Business is booming.

US pressures IEA to refocus on energy security

 

By Abdullahi Lukman

The United States has intensified pressure on the International Energy Agency, warning it could withdraw from the Paris-based body unless it returns to its core mandate of safeguarding global energy security.

U.S. Secretary of Energy, Chris Wright, said Washington is dissatisfied with the agency’s current direction, arguing that its modelling and policy outlooks have been shaped more by climate ideology than practical energy realities.

He urged the IEA to prioritise energy access and scalable clean cooking solutions, particularly for developing regions.

The remarks come amid long-standing criticism from African leaders and private sector stakeholders who contend that the IEA has drifted from its founding purpose.

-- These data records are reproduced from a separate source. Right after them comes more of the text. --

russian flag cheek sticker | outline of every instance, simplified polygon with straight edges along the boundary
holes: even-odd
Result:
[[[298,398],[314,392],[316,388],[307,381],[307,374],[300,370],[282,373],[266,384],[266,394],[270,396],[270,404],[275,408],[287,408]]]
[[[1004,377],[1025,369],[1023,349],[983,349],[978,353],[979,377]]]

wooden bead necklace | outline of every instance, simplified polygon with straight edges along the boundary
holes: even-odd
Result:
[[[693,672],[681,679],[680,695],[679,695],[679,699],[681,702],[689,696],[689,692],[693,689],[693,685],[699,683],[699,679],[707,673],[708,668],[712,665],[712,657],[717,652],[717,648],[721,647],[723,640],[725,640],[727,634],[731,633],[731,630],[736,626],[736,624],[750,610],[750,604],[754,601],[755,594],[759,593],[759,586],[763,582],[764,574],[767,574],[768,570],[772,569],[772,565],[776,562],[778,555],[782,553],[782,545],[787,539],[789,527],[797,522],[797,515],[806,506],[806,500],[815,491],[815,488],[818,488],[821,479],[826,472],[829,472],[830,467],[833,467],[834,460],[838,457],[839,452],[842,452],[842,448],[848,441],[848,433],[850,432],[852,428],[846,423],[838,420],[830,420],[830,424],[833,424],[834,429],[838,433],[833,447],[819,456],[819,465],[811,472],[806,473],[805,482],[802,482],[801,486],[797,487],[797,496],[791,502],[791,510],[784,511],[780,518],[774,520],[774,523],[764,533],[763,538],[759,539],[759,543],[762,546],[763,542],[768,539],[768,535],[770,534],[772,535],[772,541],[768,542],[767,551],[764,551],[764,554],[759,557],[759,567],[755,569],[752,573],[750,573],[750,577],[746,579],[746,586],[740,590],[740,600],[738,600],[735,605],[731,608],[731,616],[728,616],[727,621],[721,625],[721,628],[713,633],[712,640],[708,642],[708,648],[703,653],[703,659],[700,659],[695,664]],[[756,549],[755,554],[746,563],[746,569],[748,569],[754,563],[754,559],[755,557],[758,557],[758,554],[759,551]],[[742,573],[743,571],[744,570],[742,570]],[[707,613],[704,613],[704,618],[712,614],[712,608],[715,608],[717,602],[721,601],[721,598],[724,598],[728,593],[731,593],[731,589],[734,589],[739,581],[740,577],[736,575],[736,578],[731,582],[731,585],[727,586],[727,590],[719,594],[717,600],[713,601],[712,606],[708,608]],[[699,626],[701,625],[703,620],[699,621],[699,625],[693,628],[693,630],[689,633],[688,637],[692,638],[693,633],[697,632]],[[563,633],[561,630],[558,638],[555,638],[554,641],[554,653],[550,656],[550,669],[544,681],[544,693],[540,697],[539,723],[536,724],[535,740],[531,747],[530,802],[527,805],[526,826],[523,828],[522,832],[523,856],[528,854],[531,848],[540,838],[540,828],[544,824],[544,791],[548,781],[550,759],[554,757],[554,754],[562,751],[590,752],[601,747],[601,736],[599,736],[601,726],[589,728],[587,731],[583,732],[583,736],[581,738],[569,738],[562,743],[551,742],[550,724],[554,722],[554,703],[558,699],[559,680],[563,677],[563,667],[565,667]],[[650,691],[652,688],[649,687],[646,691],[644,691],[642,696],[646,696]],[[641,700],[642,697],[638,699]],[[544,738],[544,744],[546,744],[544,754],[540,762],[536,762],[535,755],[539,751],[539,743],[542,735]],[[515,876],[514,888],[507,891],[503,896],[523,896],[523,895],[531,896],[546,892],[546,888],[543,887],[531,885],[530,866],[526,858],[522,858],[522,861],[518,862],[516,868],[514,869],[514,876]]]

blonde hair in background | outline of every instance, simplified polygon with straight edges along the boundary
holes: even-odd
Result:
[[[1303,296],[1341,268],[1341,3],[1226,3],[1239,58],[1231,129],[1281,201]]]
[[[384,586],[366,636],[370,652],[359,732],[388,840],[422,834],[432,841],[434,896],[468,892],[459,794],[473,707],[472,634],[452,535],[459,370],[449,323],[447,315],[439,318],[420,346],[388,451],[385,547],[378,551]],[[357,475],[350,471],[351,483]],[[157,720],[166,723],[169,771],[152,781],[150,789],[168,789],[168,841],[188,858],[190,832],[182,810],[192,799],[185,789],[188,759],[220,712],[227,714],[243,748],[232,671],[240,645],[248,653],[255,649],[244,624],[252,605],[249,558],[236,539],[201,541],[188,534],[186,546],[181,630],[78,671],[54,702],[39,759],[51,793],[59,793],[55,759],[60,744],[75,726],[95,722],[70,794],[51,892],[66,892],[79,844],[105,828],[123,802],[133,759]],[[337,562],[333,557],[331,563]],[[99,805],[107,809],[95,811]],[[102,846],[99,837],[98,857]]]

The African Energy Chamber (AEC) maintains that the agency’s policy stance has discouraged investment in Africa’s oil and gas sector, contributing to capital flight and slowing efforts to address widespread energy poverty.

At the centre of the debate is the IEA’s 2021 net-zero roadmap, updated in 2025, which proposed ending new fossil fuel supply investments after 2021 and phasing out sales of combustion engine vehicles by 2035.

Critics argue that such recommendations have been used by global financiers, including BNP Paribas and HSBC, to halt or restrict oil and gas financing. Institutions such as World Bank have also scaled back upstream oil and gas investments.

The AEC’s Executive Chairman, NJ Ayuk, described the restrictions as “financial apartheid,” arguing that African energy projects are not assessed on equal commercial terms compared to projects in Western countries.

He said oil and gas remain critical to funding development and expanding access to electricity and clean cooking across the continent.

Energy access remains a pressing concern, with hundreds of millions of Africans lacking reliable electricity and clean cooking solutions.

Speaking at the IEA’s 2026 Ministerial, Wright said an estimated $4 billion annually could significantly accelerate clean cooking deployment and lift nearly two billion people out of energy poverty.

He criticised the scale of global climate spending, noting that renewable sources such as solar and wind still account for a small share of global energy consumption.

A 2024 report by U.S. Senator John Barrasso also faulted the IEA’s modelling approach, arguing that it relies on hypothetical emissions-reduction scenarios rather than demand-driven forecasts.

Established in 1974 following the oil crisis, the IEA was created to ensure reliable and affordable energy supplies. Critics say its recent policies have diverged from that mandate.

However, the agency has announced plans to host the Clean Cooking Alliance and collaborate with governments and industry to accelerate universal access to clean cooking, integrating the initiative into its operations.

While stakeholders view this as a positive step, the AEC insists that meaningful reform must go beyond statements and include a reassessment of investment outlooks, differentiated development pathways and recognition of Africa’s hydrocarbons as compatible with global climate objectives.